I believe in Achdus, with both the right and the left. As I recently said, we have more that unites us than divides us.
Apparently I am not the only one who thinks this way. There are prominent people on the right who do as well. The Spinka Rebbe (not the one who was imprisoned for money laundering and fraud – there is more than one Spinka Rebbe) is one of them. Or at least his Gabbai is. I’m sure he has the same problems if not more with the Hashkafos of OO, YCT, and Rabbi Weiss. And yet he embraces them in the spirit of Achdus. The following is from Rabbi Dov Linzer, Rosh Yeshiva of YCT:
Last night, we ended our week with a kumsitz and had the special zchut of experiencing a truly uplifting moment. Just as the students were about to leave for the night, Rav Avi entered in to the yeshiva arm and arm with a chossid. Rav Avi had made a shiva call in Williamsburg to the family of Menachem Stark, a Satmar chossid who was brutally murdered, leaving behind 7 children.

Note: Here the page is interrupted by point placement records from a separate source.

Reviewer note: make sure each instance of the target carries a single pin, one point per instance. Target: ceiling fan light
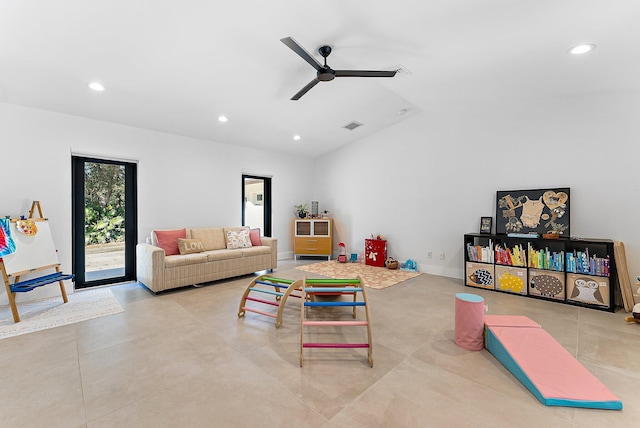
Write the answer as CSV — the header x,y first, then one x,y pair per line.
x,y
97,86
581,49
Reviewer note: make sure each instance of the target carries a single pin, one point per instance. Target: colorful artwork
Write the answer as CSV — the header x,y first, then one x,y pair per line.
x,y
540,211
7,246
27,227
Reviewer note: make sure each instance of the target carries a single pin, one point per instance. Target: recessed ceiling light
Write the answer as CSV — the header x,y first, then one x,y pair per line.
x,y
97,86
581,49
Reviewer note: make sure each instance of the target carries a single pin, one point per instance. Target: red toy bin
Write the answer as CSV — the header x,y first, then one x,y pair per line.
x,y
375,252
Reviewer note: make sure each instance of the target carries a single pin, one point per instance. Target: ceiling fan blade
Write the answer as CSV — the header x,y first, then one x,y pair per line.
x,y
289,41
364,73
306,89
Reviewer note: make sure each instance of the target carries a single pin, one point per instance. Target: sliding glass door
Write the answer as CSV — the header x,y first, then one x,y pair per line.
x,y
256,203
104,221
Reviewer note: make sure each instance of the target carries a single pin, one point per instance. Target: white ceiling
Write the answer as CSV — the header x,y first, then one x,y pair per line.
x,y
174,66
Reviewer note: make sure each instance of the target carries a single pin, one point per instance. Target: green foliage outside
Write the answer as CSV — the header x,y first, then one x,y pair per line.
x,y
104,203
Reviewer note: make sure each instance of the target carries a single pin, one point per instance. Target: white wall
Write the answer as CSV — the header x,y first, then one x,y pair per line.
x,y
181,181
426,181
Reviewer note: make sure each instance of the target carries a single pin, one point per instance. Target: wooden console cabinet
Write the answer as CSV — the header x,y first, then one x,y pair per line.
x,y
312,237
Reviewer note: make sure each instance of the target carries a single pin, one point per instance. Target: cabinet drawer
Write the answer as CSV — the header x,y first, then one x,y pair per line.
x,y
312,246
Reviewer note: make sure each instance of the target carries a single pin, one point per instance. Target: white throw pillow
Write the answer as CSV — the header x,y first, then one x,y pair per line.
x,y
238,239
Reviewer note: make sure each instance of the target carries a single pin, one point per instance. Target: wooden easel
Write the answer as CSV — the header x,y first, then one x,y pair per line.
x,y
12,281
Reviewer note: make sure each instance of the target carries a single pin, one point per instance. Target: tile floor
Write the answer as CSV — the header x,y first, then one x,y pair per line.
x,y
184,359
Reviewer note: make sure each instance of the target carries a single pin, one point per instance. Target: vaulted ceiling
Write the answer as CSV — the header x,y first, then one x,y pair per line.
x,y
176,66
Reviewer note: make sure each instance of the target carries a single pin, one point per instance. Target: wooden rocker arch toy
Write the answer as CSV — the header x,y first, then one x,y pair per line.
x,y
265,285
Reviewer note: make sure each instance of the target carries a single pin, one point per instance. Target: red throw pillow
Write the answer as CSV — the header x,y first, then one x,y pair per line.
x,y
254,235
168,240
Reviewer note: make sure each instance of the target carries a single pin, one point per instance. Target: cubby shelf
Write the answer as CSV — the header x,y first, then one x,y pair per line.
x,y
578,272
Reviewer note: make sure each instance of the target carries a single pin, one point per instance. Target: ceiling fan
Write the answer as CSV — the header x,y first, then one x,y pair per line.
x,y
324,72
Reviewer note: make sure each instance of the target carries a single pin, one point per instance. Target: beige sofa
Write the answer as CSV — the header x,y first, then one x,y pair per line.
x,y
159,272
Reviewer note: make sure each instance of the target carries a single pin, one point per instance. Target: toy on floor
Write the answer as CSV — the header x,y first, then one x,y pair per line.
x,y
319,287
636,314
544,366
410,265
342,253
391,263
266,285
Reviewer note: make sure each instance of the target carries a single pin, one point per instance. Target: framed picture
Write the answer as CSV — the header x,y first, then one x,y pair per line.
x,y
485,224
540,211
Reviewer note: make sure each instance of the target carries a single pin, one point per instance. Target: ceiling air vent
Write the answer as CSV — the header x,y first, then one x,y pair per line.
x,y
353,125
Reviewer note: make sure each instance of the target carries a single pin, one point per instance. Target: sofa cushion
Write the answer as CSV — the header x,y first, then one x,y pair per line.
x,y
238,239
212,237
190,246
168,240
185,260
254,235
217,255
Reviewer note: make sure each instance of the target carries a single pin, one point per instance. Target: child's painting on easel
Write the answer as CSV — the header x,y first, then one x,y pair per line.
x,y
27,247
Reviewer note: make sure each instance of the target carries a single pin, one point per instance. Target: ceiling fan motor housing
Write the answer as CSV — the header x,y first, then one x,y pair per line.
x,y
326,74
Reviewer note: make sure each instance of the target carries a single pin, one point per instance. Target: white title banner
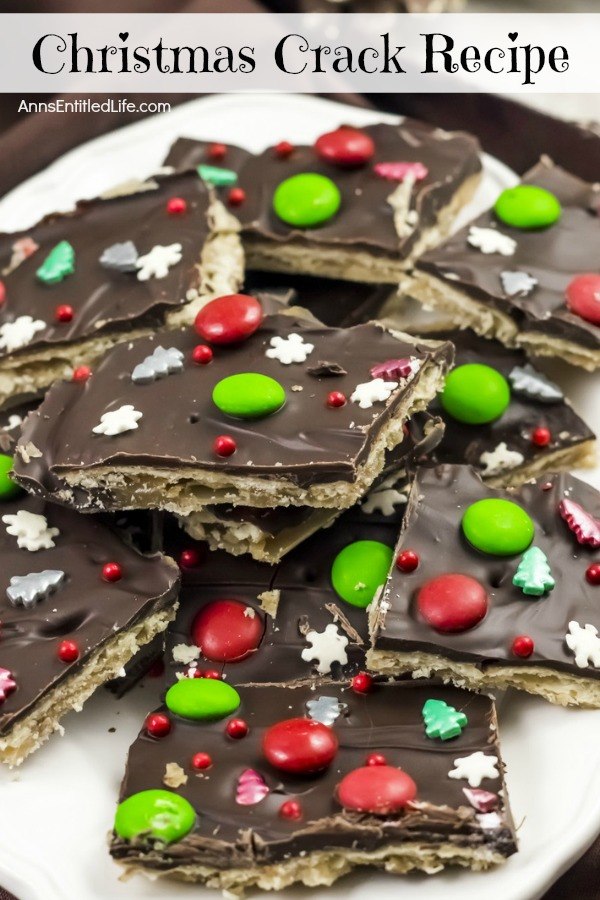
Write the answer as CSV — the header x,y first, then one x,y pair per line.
x,y
328,53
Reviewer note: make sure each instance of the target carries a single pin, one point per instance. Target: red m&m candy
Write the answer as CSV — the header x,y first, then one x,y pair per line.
x,y
345,147
452,602
229,319
376,789
583,297
227,630
300,746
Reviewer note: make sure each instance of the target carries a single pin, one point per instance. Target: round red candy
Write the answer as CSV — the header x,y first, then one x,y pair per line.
x,y
592,573
522,646
227,630
229,319
583,297
376,789
300,746
452,602
157,724
345,147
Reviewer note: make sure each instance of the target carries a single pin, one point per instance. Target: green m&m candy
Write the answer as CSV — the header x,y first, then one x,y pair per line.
x,y
499,527
202,698
248,395
475,394
306,200
359,569
163,815
527,206
8,488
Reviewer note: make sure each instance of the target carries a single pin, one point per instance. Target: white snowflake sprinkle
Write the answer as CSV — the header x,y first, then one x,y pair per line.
x,y
158,261
585,644
475,768
290,349
125,418
327,647
17,334
489,240
375,391
31,530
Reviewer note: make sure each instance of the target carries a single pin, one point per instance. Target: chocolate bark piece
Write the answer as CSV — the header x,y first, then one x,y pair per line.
x,y
381,225
305,454
467,283
268,534
503,451
241,839
54,592
486,655
98,293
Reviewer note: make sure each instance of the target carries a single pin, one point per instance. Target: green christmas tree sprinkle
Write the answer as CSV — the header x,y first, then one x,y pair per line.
x,y
442,721
533,573
59,263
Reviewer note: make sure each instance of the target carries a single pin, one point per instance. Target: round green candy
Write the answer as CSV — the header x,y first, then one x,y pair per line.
x,y
475,394
202,698
498,527
8,487
527,207
248,395
359,569
306,200
161,814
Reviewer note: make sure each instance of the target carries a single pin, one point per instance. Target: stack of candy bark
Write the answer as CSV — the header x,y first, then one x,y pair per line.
x,y
330,518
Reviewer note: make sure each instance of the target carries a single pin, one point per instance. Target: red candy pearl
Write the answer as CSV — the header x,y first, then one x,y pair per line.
x,y
81,374
217,151
583,297
291,809
229,319
376,789
522,646
201,761
202,355
345,147
300,746
592,573
189,559
112,572
541,437
451,603
63,313
225,632
176,206
375,759
68,651
157,724
335,399
224,445
407,561
236,196
237,728
284,149
362,683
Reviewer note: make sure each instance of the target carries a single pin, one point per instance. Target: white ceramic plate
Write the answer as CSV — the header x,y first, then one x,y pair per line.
x,y
56,811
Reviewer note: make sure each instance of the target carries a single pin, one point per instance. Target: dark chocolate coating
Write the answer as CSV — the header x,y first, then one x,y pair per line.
x,y
553,255
105,300
305,442
432,529
463,443
84,608
387,720
365,221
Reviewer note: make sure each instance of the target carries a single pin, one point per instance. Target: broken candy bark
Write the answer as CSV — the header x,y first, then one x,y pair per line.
x,y
283,786
504,590
522,282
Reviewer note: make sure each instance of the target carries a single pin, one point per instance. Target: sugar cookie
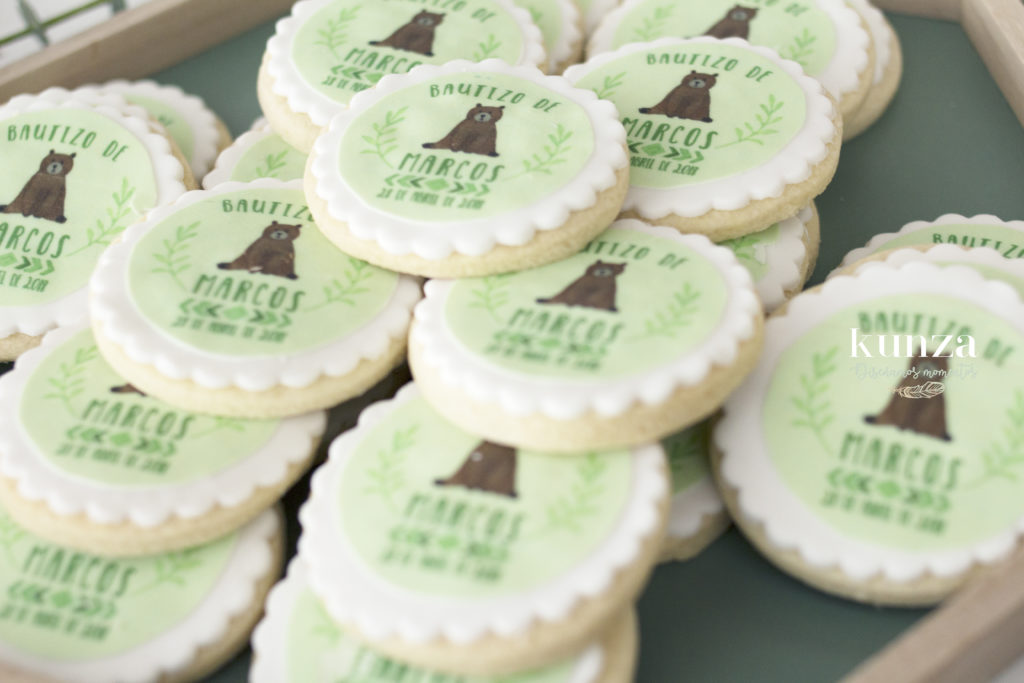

As he was leaving the shiva house, the gabbai of the Spinka Rebbe asked him if he needed a ride. Rav Avi asked to be taken to the train, but the gabbai wouldn't even consider just driving Rav Avi to the train. Instead, he drove Rav Avi all the way back to Riverdale (and would then have to drive back to Brooklyn for a dinner he was chairing to support the poor).
The two of them joined the Winter Learning students in song and dance. The gabbai of the Spinka Rebbe gave the students an inspirational bracha and then was on his way. It was amazing to experience this unifying moment, and it was a great way to cap off an invigorating week.